Tout photographe a un jour buté sur ce vocabulaire aux contours flous. Qu’est-ce qu’une série photo ? Comment la différencier d’un projet photo ? Et pourquoi certains s’imposent-ils des contraintes ?

Je vais essayer de démêler ça. A ma sauce évidemment. Qui sera peut-être un peu piquante.

Vous l’aurez remarqué, ma galerie photos est divisée en 3 grands thèmes, photos de paysagephotos urbaines et photos abstraites, chacun des thèmes comprenant une ou plusieurs séries.

Je présente donc simultanément plusieurs séries, qui évoluent au fur et à mesure des photos que je prends.

Et c’est maintenant que commencent à s’abattre les foudres d’une partie des photographes : les théoriciens.

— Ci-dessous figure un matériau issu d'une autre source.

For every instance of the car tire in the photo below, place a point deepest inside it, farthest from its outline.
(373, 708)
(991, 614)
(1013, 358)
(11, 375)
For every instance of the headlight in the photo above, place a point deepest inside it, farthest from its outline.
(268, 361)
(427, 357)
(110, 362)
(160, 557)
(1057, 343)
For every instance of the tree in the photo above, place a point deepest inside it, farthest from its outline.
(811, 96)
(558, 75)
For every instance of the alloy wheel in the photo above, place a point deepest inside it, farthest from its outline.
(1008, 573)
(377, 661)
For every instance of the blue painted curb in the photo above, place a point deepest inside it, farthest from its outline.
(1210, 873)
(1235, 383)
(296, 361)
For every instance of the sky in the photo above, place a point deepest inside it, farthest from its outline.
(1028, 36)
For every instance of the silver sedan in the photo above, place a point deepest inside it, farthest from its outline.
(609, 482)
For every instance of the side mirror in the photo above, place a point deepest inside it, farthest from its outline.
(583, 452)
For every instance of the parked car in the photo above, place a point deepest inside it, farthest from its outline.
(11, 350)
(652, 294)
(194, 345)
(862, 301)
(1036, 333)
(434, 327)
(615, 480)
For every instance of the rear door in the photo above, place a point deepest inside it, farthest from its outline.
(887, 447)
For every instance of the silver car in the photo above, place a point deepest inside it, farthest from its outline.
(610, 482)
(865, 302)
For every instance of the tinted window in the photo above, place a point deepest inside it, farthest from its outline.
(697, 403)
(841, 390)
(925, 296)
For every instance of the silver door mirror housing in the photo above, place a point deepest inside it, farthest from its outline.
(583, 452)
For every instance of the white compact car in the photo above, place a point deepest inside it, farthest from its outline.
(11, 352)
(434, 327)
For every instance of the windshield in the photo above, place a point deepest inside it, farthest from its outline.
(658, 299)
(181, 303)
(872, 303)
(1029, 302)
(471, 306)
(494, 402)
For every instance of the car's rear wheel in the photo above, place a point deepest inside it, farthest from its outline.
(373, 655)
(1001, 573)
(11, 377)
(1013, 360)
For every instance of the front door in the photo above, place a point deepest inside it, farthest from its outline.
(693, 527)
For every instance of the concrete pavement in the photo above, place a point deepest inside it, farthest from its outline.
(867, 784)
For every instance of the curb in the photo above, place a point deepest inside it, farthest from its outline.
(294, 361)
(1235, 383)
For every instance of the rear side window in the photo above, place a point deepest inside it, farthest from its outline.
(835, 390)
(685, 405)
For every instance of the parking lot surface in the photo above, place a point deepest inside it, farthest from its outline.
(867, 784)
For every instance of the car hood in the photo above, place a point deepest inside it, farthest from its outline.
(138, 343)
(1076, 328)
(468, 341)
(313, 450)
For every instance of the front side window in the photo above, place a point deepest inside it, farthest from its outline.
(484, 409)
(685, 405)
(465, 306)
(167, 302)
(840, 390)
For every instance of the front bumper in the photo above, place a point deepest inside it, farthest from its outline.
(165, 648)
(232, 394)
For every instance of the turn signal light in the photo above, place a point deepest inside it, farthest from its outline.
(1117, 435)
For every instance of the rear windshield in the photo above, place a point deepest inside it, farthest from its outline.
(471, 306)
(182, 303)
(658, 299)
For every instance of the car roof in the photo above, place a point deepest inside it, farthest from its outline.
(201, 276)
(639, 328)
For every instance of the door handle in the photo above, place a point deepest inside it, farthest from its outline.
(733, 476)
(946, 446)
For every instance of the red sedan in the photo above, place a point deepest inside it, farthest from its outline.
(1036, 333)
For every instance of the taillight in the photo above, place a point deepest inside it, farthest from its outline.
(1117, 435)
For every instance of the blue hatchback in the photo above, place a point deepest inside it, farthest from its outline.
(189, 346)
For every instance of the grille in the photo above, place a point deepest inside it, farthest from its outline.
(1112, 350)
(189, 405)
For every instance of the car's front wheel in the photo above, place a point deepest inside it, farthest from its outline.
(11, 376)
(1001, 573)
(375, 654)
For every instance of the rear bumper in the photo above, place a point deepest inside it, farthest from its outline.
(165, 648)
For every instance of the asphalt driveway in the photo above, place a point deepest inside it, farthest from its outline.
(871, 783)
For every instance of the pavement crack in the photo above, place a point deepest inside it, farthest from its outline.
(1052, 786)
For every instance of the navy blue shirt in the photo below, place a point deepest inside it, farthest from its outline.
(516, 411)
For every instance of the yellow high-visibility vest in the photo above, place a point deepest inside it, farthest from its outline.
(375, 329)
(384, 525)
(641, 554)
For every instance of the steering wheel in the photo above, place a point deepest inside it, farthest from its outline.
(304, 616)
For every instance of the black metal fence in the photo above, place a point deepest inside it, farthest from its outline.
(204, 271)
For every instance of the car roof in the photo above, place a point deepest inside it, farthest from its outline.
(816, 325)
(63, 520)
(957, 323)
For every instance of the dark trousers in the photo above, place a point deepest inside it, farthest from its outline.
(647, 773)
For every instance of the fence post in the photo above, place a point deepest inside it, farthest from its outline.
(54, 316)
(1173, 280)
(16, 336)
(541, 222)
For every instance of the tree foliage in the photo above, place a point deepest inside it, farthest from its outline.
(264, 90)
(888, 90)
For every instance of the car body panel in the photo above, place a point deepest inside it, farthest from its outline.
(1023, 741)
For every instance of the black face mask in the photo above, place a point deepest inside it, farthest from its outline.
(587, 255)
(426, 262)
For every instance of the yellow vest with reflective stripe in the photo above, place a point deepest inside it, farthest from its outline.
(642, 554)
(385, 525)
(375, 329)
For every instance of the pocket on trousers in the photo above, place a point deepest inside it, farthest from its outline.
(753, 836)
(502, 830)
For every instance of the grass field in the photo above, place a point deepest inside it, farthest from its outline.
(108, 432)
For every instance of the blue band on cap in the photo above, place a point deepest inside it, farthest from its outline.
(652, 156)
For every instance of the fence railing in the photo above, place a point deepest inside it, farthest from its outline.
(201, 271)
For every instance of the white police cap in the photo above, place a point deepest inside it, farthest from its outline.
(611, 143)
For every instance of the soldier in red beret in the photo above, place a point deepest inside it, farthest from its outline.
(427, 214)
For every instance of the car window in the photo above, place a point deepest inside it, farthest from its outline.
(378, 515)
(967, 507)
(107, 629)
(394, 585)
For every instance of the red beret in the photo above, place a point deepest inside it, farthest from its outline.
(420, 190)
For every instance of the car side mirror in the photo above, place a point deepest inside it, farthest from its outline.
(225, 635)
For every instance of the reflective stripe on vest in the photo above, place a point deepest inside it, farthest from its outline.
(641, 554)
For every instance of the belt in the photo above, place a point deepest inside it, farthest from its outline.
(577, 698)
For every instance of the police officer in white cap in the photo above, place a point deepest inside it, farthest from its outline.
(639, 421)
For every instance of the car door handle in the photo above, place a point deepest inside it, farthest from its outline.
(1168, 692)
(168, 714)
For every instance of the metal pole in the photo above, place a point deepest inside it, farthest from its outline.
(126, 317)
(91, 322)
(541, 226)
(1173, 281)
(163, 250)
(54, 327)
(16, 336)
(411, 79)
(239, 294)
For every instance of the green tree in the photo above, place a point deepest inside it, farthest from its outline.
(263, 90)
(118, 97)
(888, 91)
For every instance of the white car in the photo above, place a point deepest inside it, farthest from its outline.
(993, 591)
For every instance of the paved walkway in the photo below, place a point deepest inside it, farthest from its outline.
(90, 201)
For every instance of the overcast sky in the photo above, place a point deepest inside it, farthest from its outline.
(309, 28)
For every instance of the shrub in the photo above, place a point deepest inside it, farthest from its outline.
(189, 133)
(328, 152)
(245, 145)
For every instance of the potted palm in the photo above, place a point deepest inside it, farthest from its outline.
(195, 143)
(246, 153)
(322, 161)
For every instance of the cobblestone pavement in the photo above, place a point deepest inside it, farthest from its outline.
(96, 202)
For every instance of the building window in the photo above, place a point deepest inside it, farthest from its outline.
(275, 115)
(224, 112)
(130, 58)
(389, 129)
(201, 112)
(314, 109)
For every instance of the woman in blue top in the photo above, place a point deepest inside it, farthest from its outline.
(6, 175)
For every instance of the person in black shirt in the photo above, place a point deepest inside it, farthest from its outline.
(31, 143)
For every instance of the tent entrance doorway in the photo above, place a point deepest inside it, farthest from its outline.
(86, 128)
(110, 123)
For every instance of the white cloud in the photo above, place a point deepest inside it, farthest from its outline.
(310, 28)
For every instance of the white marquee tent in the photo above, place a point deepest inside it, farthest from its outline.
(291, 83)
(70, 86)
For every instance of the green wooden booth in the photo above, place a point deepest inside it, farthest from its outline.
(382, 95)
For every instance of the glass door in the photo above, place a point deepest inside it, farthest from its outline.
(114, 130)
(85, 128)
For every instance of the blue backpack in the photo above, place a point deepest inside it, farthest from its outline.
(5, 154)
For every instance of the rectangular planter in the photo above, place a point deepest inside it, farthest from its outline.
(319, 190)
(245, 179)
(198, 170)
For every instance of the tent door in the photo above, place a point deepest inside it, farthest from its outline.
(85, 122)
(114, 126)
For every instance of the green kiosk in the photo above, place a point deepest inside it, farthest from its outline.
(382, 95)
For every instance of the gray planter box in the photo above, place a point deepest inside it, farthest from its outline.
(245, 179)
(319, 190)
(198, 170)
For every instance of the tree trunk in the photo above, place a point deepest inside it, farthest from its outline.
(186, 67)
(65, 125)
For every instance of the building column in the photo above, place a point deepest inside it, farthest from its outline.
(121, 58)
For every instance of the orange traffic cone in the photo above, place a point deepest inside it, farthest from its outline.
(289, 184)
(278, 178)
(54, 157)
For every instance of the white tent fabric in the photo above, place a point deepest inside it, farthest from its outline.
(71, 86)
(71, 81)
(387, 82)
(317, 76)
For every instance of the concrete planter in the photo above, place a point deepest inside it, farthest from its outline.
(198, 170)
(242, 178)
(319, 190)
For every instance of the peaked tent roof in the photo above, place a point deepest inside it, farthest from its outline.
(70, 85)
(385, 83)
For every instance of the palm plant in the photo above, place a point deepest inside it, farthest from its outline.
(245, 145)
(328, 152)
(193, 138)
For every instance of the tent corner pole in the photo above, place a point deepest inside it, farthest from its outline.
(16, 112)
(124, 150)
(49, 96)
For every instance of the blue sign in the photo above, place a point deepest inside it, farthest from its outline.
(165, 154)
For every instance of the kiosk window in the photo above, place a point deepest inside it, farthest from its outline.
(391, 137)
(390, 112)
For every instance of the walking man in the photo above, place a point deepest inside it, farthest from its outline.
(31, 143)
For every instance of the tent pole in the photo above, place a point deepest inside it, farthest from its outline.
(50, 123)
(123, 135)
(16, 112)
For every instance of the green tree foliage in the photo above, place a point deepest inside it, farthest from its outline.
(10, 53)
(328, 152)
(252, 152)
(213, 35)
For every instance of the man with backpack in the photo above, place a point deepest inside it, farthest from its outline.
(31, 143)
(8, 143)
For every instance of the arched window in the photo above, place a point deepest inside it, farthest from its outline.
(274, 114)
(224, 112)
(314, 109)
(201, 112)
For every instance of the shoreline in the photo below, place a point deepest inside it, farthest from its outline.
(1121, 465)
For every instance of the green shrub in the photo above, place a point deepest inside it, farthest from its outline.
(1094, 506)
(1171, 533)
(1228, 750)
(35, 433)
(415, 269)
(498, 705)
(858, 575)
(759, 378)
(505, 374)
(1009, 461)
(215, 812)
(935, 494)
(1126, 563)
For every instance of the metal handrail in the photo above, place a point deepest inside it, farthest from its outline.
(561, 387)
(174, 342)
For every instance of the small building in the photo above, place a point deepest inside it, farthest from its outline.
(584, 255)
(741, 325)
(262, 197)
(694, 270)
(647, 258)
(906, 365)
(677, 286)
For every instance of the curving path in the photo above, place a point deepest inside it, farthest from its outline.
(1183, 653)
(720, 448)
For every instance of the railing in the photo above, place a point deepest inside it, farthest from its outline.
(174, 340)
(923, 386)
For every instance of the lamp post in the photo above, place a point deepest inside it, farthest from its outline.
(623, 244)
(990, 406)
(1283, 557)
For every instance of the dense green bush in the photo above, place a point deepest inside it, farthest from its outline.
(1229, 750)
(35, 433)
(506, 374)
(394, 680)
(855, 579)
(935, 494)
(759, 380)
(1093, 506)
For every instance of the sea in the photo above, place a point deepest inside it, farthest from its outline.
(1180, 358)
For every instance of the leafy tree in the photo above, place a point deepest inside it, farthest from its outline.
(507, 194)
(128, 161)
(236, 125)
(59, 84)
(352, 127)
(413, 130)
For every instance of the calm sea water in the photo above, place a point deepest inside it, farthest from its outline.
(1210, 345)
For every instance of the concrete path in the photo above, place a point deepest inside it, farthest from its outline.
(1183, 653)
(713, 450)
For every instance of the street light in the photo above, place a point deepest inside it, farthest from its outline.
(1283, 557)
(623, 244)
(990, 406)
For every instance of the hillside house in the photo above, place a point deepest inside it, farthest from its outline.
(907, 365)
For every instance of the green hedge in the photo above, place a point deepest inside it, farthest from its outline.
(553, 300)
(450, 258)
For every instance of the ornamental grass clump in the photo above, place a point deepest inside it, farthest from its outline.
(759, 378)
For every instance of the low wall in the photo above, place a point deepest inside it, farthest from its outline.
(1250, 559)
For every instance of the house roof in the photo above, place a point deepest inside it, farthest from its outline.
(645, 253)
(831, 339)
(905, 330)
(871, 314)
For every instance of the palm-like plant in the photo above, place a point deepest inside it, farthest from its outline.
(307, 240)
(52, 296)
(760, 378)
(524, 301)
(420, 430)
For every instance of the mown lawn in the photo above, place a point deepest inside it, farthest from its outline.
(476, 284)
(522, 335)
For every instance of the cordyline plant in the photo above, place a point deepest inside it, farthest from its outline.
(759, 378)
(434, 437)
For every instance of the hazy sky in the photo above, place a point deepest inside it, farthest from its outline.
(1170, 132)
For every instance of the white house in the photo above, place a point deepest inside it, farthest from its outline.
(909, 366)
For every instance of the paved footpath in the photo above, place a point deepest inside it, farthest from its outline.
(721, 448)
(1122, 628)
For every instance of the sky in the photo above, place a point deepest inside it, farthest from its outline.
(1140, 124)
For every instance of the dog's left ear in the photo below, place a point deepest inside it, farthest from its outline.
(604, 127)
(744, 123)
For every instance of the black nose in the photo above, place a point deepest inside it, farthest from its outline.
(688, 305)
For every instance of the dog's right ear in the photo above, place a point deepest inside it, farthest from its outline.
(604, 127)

Dans mon billet précédent sur le matériel et la technique photo, j’avais parlé de ceux que j’appelle les vénérateurs de la technique, qui ne voient la photo que sous l’angle matériel. Voici maintenant les théoriciens de la photos, qui ne jurent que par l’analyse et la méthode.

Partons découvrir le monde mystérieux des intellectuels de la photo.

L’ingénierie d’une série photo.

Les théoriciens considèrent qu’une photo n’a d’intérêt que si elle est le fruit d’un processus méthodique qui conduit à générer une série.

Pour créer une série, ça ressemble un peu à de l’ingénierie (domaine que je connais bien) . Il faut des données d’entrées, définir l’objet d’étude, les contraintes, les moyens, les procédures, une logique, etc…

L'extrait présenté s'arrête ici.